Existing dynamic scheduler implementations, such as CUDA Dynamic Parallelism (CDP) and MPI-based distributed schedulers, enable runtime adaptation of work allocation*. While CUDA primarily focuses on intra-device parallelism, multi-GPU or multi-node execution requires additional host-side coordination, as device-side kernels cannot directly manage work across nodes; concurrency is limited to the scope of a single device, and memory coherence is guaranteed only within the device's global memory.

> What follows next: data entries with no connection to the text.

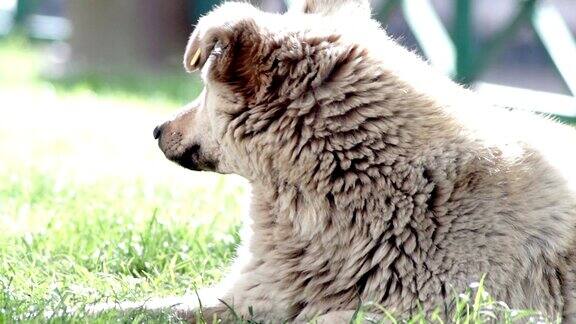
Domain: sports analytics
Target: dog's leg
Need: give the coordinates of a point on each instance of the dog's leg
(206, 304)
(346, 316)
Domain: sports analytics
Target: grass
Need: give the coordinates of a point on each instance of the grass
(91, 211)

In contrast, MPI-based dynamic schedulers, such as the one proposed in the paper, explicitly target multi-node environments by assigning tasks with the goal of minimizing overall completion time based on predicted convergence and scaling efficiency. The scheduler dynamically adjusts the number of workers assigned to each job using heuristics driven by marginal performance gains, enabling adaptive resource distribution at runtime. However, this approach assumes homogeneous worker performance, modeling training speed primarily as a function of worker count rather than node-specific characteristics. As a result, it improves utilization and scalability in distributed settings but remains limited in its ability to optimally balance workloads in heterogeneous clusters.

*References: CUDA MPI Dynamic Scheduler

Challenges

Both the amount of work per body and the communication patterns in the Barnes-Hut algorithm are non-uniform. Additionally, the communication is fine-grained, which is an especially inefficient pattern for distributed computing. Although Barnes-Hut has some amount of locality, body movements eventually require a redistribution of work assignments.

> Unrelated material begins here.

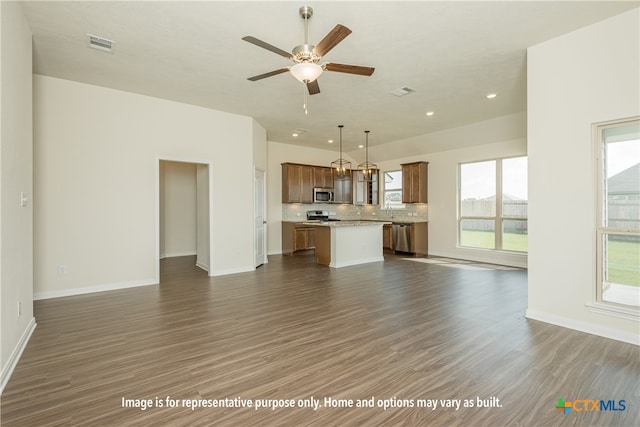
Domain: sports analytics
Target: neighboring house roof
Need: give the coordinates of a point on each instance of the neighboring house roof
(625, 182)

Campus computers are also highly non-uniform in terms of computing power. The ECE computing cluster runs on datacenter-level GPUs (Tesla T4) while linux.andrew is virtualized and has no GPU access. Another factor contributing to the heterogeneity is the different real-time user activity, hence varying utilization of the cores.

Resources

We will start our project based on the distributed Barnes-Hut starter code at Distributed Barnes-Hut

Goals & Deliverables

Plan to achieve:

Hope to achieve:

The system would be capable of fairly distributing work among a heterogeneous cluster of computers while dynamically measuring each one's performance.

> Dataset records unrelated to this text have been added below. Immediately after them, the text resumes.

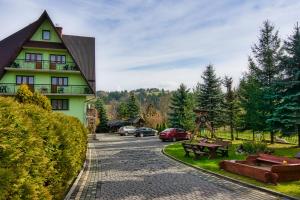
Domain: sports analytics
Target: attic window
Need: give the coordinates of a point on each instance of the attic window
(46, 35)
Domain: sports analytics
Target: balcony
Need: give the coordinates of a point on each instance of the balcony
(48, 89)
(43, 65)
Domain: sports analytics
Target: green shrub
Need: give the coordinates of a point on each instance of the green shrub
(40, 151)
(254, 147)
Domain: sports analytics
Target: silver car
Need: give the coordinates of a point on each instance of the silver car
(126, 130)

Performance Goal: Given that the network between the campus machines (even between GHC machines) is very slow, our first target would be to achieve any speedup above 1.0x when running across multiple machines. Ideally, our final goal would be to get as close to linear speedup as possible. If one ECE machine is roughly as powerful as two GHC machines, we should expect a 3x speedup of ECE + GHC over GHC alone.

Platform Choice

We plan on implementing this project using MPI on various campus computers. MPI provides a clean interface for specific communication protocols we will use to communicate between the computers. We will write an implementation for MPI that targets distributed communication between campus computers.

Our choice of computing environment is intentionally suboptimal, as our focus will be on developing a load balancing strategy that efficiently makes use of heterogeneous computers physically located fairly far from each other.

Schedule

AI Usage

All text was written without AI assistance. The formatting template of this website was generated using an LLM.